Michael ‘Big Mike’ Rodriguez’s Presence Makes a Difference for Stan State Community
Isolation created by the pandemic has been a challenge for everyone, but it cuts to the very being of Michael “Big Mike” Rodriguez.
A Stanislaus State alumnus (history, ’19) who is completing his second year of the Master of Public Administration program, Rodriguez is gregarious and engaging. His ability to walk up to a stranger on campus, introduce himself with a handshake and a “how are you doing?” make him an ideal recruiter for the Asian Connection Club, of which he is president.
He’s finding creative ways to engage with students as an intern in the Office of Student Leadership and Development, where, working under Director Stephanie Hubbard, he’s reviving the Warrior Leadership Program that first launched in 2017.
“I feel honored to know Michael Rodriguez. He’s known as ‘Big Mike,’ but he’s big hearted,” said Hubbard, referring to the name Rodriguez acquired when he was 5 years old from his older brother’s football coach who dubbed him “Big Mike.” “I’m so excited to work with him every day.”
She reached out to him about an internship, because as an undergrad, he seemed to be at every affinity group meeting Hubbard attended. She wanted him on her team and turned over running the Warrior Leadership Program to him.
He has helped enroll about 3,800 students in the program and is in direct contact with between 100 and 200 of them as they build an extra-curricular resume and learn leadership skills through seminars and community service.
In addition to enrolling students in the Warrior Leadership Program and meeting with them once they’ve joined, Rodriguez creates a calendar of campus programs and events participants can attend to fulfill program requirements.

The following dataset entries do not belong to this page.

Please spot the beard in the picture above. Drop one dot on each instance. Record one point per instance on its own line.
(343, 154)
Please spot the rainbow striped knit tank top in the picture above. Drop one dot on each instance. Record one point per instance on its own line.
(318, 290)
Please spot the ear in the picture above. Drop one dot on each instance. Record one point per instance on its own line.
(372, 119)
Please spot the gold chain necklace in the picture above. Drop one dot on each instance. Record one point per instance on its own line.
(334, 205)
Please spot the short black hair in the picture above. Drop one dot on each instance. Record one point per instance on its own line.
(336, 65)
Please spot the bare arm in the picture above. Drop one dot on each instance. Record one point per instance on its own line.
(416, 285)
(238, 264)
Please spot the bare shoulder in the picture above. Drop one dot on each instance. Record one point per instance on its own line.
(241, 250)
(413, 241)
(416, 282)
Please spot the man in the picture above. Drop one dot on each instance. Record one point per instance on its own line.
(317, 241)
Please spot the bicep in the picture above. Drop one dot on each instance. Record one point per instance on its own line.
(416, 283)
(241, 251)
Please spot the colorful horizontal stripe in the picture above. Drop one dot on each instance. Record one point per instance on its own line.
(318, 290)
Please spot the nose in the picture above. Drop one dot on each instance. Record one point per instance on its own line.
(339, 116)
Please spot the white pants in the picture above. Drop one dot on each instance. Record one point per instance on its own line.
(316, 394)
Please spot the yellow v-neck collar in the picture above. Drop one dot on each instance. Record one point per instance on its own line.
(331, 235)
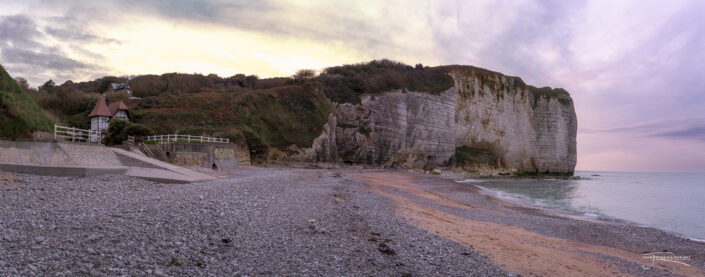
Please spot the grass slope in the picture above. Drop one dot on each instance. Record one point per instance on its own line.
(19, 115)
(278, 117)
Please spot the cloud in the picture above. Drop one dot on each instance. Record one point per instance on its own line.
(25, 52)
(687, 128)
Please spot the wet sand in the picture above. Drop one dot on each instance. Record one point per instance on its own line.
(457, 212)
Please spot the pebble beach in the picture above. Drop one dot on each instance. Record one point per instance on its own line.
(305, 222)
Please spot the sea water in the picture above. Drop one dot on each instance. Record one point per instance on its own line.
(673, 202)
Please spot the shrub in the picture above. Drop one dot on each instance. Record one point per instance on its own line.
(119, 130)
(346, 83)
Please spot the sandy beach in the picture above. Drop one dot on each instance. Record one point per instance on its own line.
(309, 222)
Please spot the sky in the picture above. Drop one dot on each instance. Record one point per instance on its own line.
(635, 69)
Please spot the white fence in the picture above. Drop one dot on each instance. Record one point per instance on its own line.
(77, 135)
(184, 138)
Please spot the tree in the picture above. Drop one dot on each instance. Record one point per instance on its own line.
(48, 86)
(22, 82)
(119, 130)
(304, 74)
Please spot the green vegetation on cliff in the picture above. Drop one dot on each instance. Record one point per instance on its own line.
(278, 117)
(19, 115)
(346, 83)
(550, 93)
(471, 156)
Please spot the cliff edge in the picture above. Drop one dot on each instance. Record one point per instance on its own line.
(496, 121)
(19, 115)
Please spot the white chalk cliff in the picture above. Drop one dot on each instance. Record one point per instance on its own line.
(528, 129)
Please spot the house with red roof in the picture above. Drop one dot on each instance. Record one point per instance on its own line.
(102, 114)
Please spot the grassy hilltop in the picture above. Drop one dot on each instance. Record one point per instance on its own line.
(268, 113)
(19, 115)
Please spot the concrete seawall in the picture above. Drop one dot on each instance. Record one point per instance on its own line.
(82, 160)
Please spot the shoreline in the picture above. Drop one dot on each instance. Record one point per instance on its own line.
(262, 221)
(514, 236)
(578, 215)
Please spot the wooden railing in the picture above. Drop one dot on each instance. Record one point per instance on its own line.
(185, 139)
(77, 135)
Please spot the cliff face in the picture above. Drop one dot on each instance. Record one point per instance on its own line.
(528, 129)
(19, 115)
(395, 128)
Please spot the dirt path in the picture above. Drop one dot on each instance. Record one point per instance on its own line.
(517, 249)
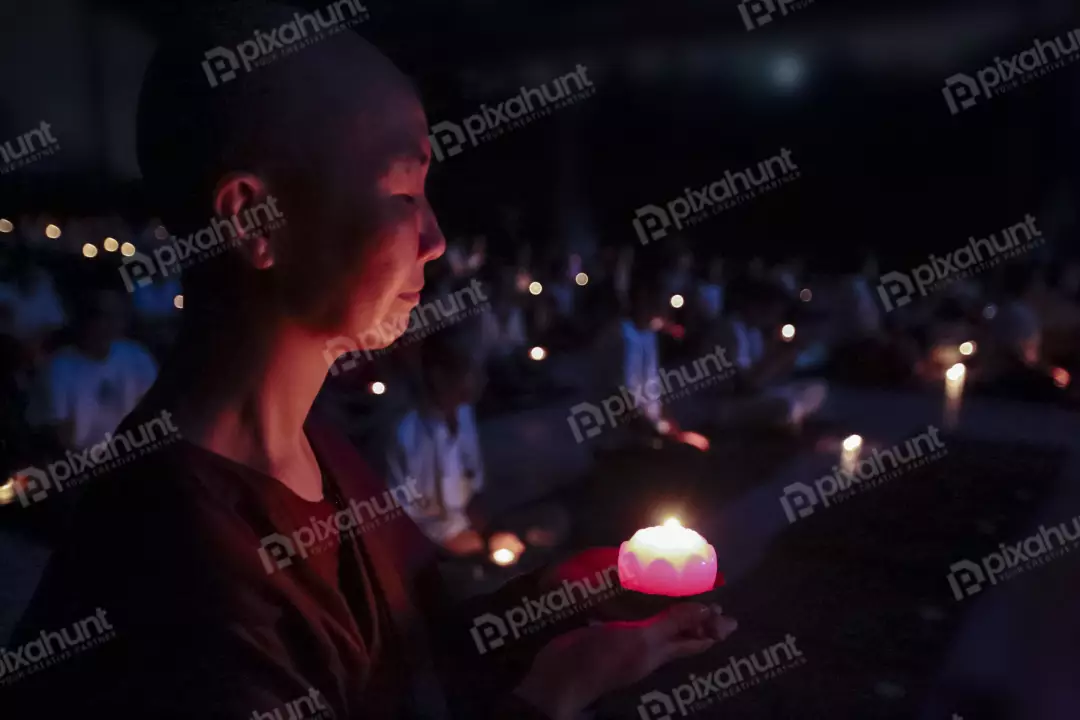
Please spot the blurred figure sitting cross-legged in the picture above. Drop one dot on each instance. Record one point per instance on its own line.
(85, 389)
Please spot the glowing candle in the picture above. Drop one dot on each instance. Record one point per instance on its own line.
(954, 393)
(852, 446)
(8, 491)
(505, 548)
(669, 560)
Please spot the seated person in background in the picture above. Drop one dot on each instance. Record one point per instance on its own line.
(629, 357)
(34, 311)
(503, 343)
(435, 444)
(710, 295)
(765, 361)
(85, 389)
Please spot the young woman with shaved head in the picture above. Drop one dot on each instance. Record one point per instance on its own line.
(227, 564)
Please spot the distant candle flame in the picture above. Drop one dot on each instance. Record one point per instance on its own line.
(503, 556)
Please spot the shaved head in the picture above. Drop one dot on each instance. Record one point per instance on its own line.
(334, 132)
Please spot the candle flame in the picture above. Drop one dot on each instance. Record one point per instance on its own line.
(852, 443)
(503, 556)
(956, 372)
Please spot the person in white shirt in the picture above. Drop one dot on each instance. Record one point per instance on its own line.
(85, 390)
(436, 445)
(629, 355)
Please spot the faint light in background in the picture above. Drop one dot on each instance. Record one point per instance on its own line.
(8, 491)
(503, 556)
(787, 71)
(852, 443)
(956, 372)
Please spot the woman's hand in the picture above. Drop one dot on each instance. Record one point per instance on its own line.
(577, 668)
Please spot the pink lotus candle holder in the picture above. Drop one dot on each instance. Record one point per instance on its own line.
(667, 559)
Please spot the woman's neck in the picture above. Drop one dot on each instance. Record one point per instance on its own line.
(244, 390)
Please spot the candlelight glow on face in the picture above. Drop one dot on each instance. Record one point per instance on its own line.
(667, 559)
(8, 491)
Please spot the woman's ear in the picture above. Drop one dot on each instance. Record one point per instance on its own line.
(235, 200)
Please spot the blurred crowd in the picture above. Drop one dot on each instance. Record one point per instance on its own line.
(507, 326)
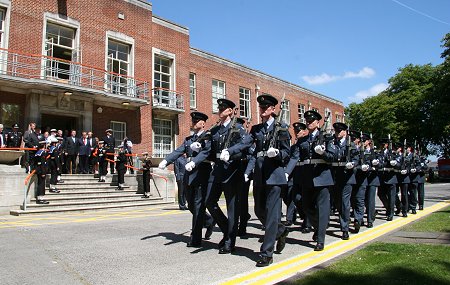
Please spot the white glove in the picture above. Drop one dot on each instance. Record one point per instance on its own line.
(272, 152)
(225, 155)
(196, 146)
(162, 164)
(319, 149)
(189, 166)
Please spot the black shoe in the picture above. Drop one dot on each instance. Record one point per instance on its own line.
(281, 243)
(209, 231)
(306, 230)
(319, 247)
(194, 244)
(315, 236)
(357, 226)
(264, 261)
(226, 249)
(345, 236)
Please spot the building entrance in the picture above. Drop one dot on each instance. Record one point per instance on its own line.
(64, 123)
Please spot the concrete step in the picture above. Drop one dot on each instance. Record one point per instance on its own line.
(92, 202)
(34, 211)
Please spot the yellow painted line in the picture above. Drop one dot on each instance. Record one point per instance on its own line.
(285, 269)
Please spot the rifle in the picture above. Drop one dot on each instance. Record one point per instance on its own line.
(232, 130)
(278, 127)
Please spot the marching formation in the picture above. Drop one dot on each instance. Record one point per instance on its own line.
(319, 175)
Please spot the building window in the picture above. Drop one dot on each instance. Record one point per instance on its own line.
(286, 112)
(244, 102)
(192, 91)
(218, 91)
(301, 113)
(162, 137)
(10, 114)
(119, 131)
(59, 44)
(118, 66)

The work was right in his wheelhouse when he started the internship in fall 2019. He’d engage with students and visit with representatives of various departments to share information packets so they’d understand what the Warrior Leadership Program sought to accomplish.
When the campus transitioned to remote operations in March 2020, Rodriguez had to tap into other skills.
“I’ve learned virtual marketing skills, how to create flyers, documents and newsletters and get creative with emails and how to make YouTube videos. I’ve dabbled in making websites to get peoples’ attention,” he said.
Landing a career in Student Leadership and Development is Rodriguez’s dream job, which is suited to his friendly, boisterous personality and ease with people.
“Obviously, I’d prefer it be on the Stanislaus campus. I’ve been here for so long,” said Rodriguez, who arrived in 2017 as a transfer student from Modesto Junior College. “I’ve found I’m really good at dealing with student communities and issues and helping to develop student organizations and student leaders.”
Rodriguez has not just won over students. He’s known to Stan State administrators, faculty and staff who often seek his opinion and perspective at meetings, including the monthly President’s Commission on Diversity and Inclusion.
“That goes back to my time as an undergrad, when I was heavily involved with student organizations,” said Rodriguez, who was previously a member of MEChA and the Progressive Alliance. “At the beginning, I was just an annoying, boisterous student who spoke way too much sometimes. I don’t know if people were afraid to tell me to be quiet or didn’t want to say anything because of my size, but some of the things I said were good, and some of the things I said were bad.”
He’s learned to keep some thoughts to himself, understanding he is in a unique position with one foot in the student world and one in campus administration.
“I was a very short-tempered Mexican kid,” said Rodriguez, the son of a Mexican father and Mexican/Filipina mother. “Through martial arts, I was able to hone that in and control it. I’ll take one or two seconds to fume, then pull back and look at the situation. I’ve developed a method where I think of a circle with 360 degrees, and I’m at one angle and have 359 other angles I can use to attack or address a situation. All I have to do is go with whatever my head and my gut tells me.”
Martial arts have been a part of his life since he was 5 and watched “The Power Rangers” and “Teenage Mutant Ninja Turtles” on television. His dad, whom he calls pops, took him to a studio to try it out, just as he took his other four children to explore outside activities and socialize to complement their homeschooling.
He remains a practitioner of numerous martial arts, and the socialization issue was never a problem for the personable Rodriguez.
“He’s amazing, just awesome,” said Hubbard, who hired him to be a student orientation intern for the summer. “I’m not being eloquent enough. He’s an amazing human and people are grateful for his presence.”
It’s his presence that resonates, both with students and administrators.
“I try to stay connected with students as best as I possibly can, and I try to learn as much as possible from other people and their experiences,” Rodriguez said. “I try to explain their ideas as best as I can when I am in meetings with administrators, faculty, the board of trustees and everybody else, so they understand where the students are coming from. Student voices are important.”